7. Ainsi que l’a relevé le juge aux affaire familiales de Villefranche-sur-Saône le 18 octobre 2023 qui l’a placé sous tutelle en tant que mineur non accompagné, l’état de minorité de M. A a été reconnu par une décision de justice. De plus, il ressort des pièces du dossier que l’évaluation du 2 août 2023 mené par le Conseil départemental du Rhône a confirmé la minorité de M. A. Enfin, il ressort de l’ordonnance du juge des libertés et de la détention de Strasbourg du 19 décembre 2024, que « nonobstant les doutes légitimes de l’administration quant à l’identité réelle de M. A, il ne lui été pas possible (à l’administration), sur la base de simples soupçons, de remettre en cause unilatéralement une situation de fait reconnue officiellement par une décision de justice ». Par suite, M. A est fondé à soutenir que le préfet de l’Hérault a entaché sa décision d’une erreur de droit.
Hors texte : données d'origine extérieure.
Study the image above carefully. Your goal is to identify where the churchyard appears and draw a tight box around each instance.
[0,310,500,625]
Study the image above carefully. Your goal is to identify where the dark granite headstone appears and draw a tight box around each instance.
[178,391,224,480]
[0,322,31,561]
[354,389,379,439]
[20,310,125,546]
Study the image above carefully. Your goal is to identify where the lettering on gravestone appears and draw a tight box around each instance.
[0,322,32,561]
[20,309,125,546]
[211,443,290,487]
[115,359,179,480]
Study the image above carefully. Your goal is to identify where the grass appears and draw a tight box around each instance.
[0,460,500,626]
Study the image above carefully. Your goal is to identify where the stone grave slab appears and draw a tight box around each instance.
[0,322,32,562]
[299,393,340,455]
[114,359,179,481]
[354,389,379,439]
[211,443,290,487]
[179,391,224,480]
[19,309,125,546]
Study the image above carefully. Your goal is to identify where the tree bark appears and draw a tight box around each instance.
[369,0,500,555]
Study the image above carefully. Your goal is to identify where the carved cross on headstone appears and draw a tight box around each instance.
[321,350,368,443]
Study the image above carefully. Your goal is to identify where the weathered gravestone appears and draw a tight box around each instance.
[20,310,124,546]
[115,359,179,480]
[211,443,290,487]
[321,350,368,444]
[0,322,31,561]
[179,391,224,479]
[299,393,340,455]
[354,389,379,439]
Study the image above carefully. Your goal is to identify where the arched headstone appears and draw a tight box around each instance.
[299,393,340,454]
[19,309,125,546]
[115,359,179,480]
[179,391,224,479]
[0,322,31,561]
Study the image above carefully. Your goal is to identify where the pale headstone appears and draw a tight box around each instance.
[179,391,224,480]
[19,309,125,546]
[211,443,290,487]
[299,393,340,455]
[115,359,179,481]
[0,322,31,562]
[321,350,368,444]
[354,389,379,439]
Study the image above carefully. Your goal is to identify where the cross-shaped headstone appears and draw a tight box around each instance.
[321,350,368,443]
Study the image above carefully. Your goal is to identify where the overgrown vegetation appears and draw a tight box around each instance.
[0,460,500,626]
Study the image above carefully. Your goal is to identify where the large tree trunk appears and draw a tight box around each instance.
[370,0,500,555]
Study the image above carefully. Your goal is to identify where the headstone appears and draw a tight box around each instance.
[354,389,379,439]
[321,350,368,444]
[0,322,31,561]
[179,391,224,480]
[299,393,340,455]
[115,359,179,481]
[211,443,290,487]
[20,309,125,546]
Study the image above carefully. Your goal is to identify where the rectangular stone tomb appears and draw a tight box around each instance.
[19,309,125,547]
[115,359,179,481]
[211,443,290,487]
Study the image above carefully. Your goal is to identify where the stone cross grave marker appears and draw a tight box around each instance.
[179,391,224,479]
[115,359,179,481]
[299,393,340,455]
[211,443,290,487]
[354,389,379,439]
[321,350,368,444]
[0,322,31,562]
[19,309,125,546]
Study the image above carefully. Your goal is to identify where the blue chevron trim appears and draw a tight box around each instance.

8. Il résulte de tout ce qui précède, et sans qu’il soit besoin de se prononcer sur les autres moyens de la requête, que l’obligation de quitter le territoire français édictée le 7 février 2022 par le préfet de l’Hérault doit être annulée, ainsi que, par voie de conséquence, les décisions fixant le pays de destination et portant interdiction de retour pour une durée de quatre mois.
En ce qui concerne l’arrêté du 18 décembre 2024 :
9. Aux termes de l’article L. 611-3 du code de l’entrée et du séjour des étrangers et du droit d’asile : « L’étranger mineur de dix-huit ans ne peut faire l’objet d’une décision portant obligation de quitter le territoire français. ».
10. Eu égard à ce qui a été dit au point 7 du présent jugement, M. A est fondé à soutenir que le préfet de l’Yonne a entaché sa décision d’une erreur de droit.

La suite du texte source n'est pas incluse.